MC5 - Ramblin' Rose (MP3)
MC5 - Kick Out The Jams (MP3)
MC5 -
Pendant les années 60, sous l’influence de John Sinclair, la plupart des musiciens de Detroit étaient fascinés par le Jazz, et notamment le free-jazz cosmique de John Coltrane, Sun Ra ou Pharoah Sanders, ce dernier pratiquant une musique très influencée par l’Afrique, un sens de l’improvisation mêlé à une appréhension très percussive de la musique, venant donc directement du Jazz, mais aussi du Funk naissant de James Brown, qui avouait alors « commencer à entendre tous les instruments comme des tambours… »
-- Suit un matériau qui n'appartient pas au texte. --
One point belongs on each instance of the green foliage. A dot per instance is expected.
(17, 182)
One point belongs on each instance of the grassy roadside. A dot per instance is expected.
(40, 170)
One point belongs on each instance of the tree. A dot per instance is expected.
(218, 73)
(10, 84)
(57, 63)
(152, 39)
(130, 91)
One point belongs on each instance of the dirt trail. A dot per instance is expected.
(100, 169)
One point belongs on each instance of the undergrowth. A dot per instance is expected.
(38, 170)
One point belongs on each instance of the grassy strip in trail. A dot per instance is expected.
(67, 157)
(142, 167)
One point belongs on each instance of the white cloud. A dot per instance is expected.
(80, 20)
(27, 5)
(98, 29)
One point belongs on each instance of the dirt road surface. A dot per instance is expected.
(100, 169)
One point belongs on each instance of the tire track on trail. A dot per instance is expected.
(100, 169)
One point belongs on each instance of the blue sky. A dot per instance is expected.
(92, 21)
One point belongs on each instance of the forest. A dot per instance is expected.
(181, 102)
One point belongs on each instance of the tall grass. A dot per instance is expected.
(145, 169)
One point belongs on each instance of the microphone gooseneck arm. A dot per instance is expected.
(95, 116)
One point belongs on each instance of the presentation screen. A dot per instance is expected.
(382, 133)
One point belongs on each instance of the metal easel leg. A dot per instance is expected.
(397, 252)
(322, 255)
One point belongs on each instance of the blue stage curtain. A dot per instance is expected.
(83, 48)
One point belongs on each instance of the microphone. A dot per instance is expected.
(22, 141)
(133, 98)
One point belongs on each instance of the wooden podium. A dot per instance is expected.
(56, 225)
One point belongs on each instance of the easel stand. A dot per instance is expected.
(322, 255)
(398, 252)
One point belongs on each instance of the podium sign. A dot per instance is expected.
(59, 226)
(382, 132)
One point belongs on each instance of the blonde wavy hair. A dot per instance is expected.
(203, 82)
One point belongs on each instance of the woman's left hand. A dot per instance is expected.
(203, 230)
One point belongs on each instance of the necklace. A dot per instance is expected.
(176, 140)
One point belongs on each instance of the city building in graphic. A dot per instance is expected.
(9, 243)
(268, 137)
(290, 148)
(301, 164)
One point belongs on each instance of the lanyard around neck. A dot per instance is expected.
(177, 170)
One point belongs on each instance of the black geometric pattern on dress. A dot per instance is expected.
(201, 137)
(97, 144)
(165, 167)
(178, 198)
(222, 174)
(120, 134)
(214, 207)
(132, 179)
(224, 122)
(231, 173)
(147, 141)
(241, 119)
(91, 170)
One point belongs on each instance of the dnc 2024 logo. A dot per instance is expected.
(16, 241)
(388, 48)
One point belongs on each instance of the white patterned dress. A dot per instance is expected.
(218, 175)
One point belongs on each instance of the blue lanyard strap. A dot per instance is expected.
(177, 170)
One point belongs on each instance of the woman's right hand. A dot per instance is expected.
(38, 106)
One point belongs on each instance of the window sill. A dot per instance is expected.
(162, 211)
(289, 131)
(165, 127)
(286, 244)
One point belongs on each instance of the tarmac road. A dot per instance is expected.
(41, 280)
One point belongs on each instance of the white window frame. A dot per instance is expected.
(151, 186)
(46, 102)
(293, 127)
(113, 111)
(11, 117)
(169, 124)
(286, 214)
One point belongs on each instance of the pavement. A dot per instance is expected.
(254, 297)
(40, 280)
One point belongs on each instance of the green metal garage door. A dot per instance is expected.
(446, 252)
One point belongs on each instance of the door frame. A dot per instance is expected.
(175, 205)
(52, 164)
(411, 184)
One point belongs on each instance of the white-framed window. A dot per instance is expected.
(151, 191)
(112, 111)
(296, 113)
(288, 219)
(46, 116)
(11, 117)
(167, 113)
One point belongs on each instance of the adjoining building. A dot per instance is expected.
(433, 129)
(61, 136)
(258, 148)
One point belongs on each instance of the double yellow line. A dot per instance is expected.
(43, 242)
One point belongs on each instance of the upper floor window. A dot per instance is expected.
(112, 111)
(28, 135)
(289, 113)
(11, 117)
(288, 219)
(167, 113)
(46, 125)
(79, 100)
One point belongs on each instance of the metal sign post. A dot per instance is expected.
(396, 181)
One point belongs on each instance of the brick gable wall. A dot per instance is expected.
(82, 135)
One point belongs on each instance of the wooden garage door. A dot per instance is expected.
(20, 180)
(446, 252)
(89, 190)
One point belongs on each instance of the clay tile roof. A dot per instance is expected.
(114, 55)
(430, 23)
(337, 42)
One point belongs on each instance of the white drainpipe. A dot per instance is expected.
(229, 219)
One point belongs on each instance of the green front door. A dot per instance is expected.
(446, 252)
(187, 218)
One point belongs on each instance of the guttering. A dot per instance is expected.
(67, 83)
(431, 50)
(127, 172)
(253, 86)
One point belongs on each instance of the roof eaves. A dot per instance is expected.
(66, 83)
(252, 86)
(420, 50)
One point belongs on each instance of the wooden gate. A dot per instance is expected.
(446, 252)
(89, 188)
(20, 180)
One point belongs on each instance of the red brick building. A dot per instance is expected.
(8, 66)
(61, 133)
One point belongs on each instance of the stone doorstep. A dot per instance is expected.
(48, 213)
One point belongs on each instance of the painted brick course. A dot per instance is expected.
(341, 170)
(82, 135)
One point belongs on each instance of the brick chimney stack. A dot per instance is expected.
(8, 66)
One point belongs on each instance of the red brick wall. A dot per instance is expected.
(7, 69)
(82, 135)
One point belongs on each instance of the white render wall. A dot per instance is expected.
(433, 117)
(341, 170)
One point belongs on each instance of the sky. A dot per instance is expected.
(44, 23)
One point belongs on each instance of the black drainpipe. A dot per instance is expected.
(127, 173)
Et beaucoup de groupes ont changé, dont on noterait que le légendaire MC5 était en pole-Position. En 1996 Iggy Pop se souvenait de leur métamorphose : « Quand j’allais voir le MC5 à ses débuts, c’était un groupe de reprises Rythme & Blues et British beat. Ils étaient durs, de vrais poseurs, avec un son vicieux… et deux ans plus tard, après avoir sucé un paquet d’acides, écouté du jazz et emménagé à Downtown Detroit, soudain, c’était cosmique. Les chansons étaient deux fois plus rapides, les solos blues dégagés ou légèrement décalés pour sonner supersonique. Et moi, j’écoutais ça, et j’étais terrassé. C’était ce qu’il fallait faire, simple et puissant.. »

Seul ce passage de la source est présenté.